TRIBUNNEWS.COM - Kota Damaskus kembali diguncang oleh serangkaian ledakan pada Jumat (13/12/2024) malam, yang diduga merupakan dampak dari serangan udara Israel.
Ledakan besar ini terdengar di sekitar hotel tempat para jurnalis menginap, termasuk Resul Serdar, koresponden Al Jazeera.
Serdar melaporkan bahwa ledakan tersebut terasa cukup kuat, mengguncang hotel tempat ia menginap.
Dikutip dari CNBC, sumber pasti dari ledakan belum terkonfirmasi.
Akan tetapi, dugaan awal mengarah pada serangan udara Israel yang telah intensif dilakukan dalam beberapa hari terakhir.
Israel diketahui menargetkan lokasi-lokasi strategis di Suriah, terutama di sekitar Damaskus, dengan alasan menanggulangi ancaman dari posisi militer Iran dan kelompok Hizbullah.

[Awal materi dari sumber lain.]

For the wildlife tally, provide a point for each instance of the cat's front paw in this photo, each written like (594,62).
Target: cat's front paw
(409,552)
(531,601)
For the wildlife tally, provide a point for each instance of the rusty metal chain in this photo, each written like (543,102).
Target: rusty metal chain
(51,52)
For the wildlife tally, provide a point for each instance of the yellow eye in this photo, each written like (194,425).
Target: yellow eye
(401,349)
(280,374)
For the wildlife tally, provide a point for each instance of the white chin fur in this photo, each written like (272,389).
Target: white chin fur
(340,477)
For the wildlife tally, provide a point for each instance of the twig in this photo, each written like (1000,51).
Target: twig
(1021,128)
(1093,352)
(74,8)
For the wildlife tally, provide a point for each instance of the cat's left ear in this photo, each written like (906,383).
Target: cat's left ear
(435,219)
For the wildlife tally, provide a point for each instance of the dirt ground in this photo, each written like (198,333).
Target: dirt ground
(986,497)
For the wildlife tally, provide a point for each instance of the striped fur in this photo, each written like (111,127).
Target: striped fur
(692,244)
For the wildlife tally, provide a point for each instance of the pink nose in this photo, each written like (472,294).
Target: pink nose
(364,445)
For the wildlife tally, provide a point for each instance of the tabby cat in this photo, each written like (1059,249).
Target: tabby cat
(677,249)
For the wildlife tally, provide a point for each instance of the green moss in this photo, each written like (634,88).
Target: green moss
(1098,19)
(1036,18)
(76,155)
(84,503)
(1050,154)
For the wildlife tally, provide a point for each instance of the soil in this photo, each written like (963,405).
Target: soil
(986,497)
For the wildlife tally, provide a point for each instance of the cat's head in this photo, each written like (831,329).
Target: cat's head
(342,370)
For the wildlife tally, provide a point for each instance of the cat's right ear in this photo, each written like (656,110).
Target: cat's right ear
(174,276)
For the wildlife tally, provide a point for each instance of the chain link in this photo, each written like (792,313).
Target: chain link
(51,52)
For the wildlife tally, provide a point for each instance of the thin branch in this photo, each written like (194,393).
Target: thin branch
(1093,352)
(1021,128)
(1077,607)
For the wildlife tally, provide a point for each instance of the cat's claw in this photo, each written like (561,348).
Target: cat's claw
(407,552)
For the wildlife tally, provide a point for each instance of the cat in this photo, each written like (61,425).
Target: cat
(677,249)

Peningkatan Pasukan Israel
Di sisi lain, Perserikatan Bangsa-Bangsa (PBB) mengungkapkan adanya peningkatan signifikan dalam kehadiran Pasukan Pertahanan Israel (IDF) di zona penyangga Dataran Tinggi Golan.
PBB melalui pasukan penjaga perdamaian UNDOF telah mengamati pergerakan pasukan Israel di area pemisahan dan sepanjang garis gencatan senjata.

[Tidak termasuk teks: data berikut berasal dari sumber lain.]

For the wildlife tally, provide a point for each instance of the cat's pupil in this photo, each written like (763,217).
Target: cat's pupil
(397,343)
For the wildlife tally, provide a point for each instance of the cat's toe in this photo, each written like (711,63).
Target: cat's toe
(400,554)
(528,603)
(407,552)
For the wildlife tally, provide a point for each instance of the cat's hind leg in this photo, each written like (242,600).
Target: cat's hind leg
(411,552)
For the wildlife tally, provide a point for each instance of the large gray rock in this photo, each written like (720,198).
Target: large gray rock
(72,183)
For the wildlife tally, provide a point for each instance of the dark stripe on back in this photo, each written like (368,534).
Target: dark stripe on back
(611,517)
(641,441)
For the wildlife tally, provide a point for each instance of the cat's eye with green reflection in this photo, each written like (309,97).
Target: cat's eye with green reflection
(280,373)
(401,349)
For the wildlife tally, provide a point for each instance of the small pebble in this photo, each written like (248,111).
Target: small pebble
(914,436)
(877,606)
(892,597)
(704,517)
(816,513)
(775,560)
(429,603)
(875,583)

Dikutip dari CNN, PBB memperingatkan bahwa keberadaan pasukan tersebut melanggar perjanjian 1974 yang mengatur zona penyangga dan daerah demiliterisasi.
"Israel harus menghentikan kegiatan militer di wilayah tersebut guna menjaga stabilitas di Golan," tegas PBB.
Baca juga: PBB Cuma Angin Lalu, Israel Obok-obok Suriah, Batalyon 603 IDF Capai Tel Hadar di Pintu Damaskus
Eskalasi situasi ini terjadi setelah kekosongan kekuasaan di wilayah perbatasan Suriah.
Perdana Menteri Israel, Benjamin Netanyahu, mengeklaim bahwa operasi militer ini bertujuan untuk mencegah ancaman dari kelompok jihadis di Golan.
Israel menyatakan akan tetap menduduki zona penyangga di Dataran Tinggi Golan hingga pasukan yang berkomitmen pada perjanjian 1974 terbentuk.
Namun, Israel berada di bawah tekanan internasional.
Prancis dan beberapa negara Arab menuntut Israel untuk menarik pasukannya dari zona penyangga, dengan menyebut tindakan tersebut sebagai pelanggaran terhadap perjanjian 1974.